Oklahoma holds a unique place within the American conservation movement as the epicenter of the worst man-made ecological disaster in history, the Dustbowl. Out of the 1930s conservation districts were created by local farmers and ranchers who recognized the need to implement voluntary conservation practices on private working lands. Over the course of the last 80-plus years, Oklahoma has been a leader in the adoption of practices that benefit the health of our soils and water while building resiliency on our farms and ranches.
The Oklahoma Conservation Historical Society was formed in partnership with the Oklahoma Association of Conservation Districts, the Oklahoma Conservation Commission, the Natural Resources Conservation Service, the Oklahoma Chapter of the Soil and Waters Conservation Society and the RC&D Association.

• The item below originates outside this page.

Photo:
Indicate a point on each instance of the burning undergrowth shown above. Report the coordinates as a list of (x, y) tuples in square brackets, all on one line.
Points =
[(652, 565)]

The Oklahoma Conservation Historical Society believes these interviews will preserve the storied and proud history of conservation in Oklahoma. This collection is a celebration of individuals and programs that have contributed to making Oklahoma known across the country as a leader in conservation.
Let us give you a couple of examples – Creede Speake, Jr., and Hal Clark – out of the many outstanding interviews you’ll hear in this collection.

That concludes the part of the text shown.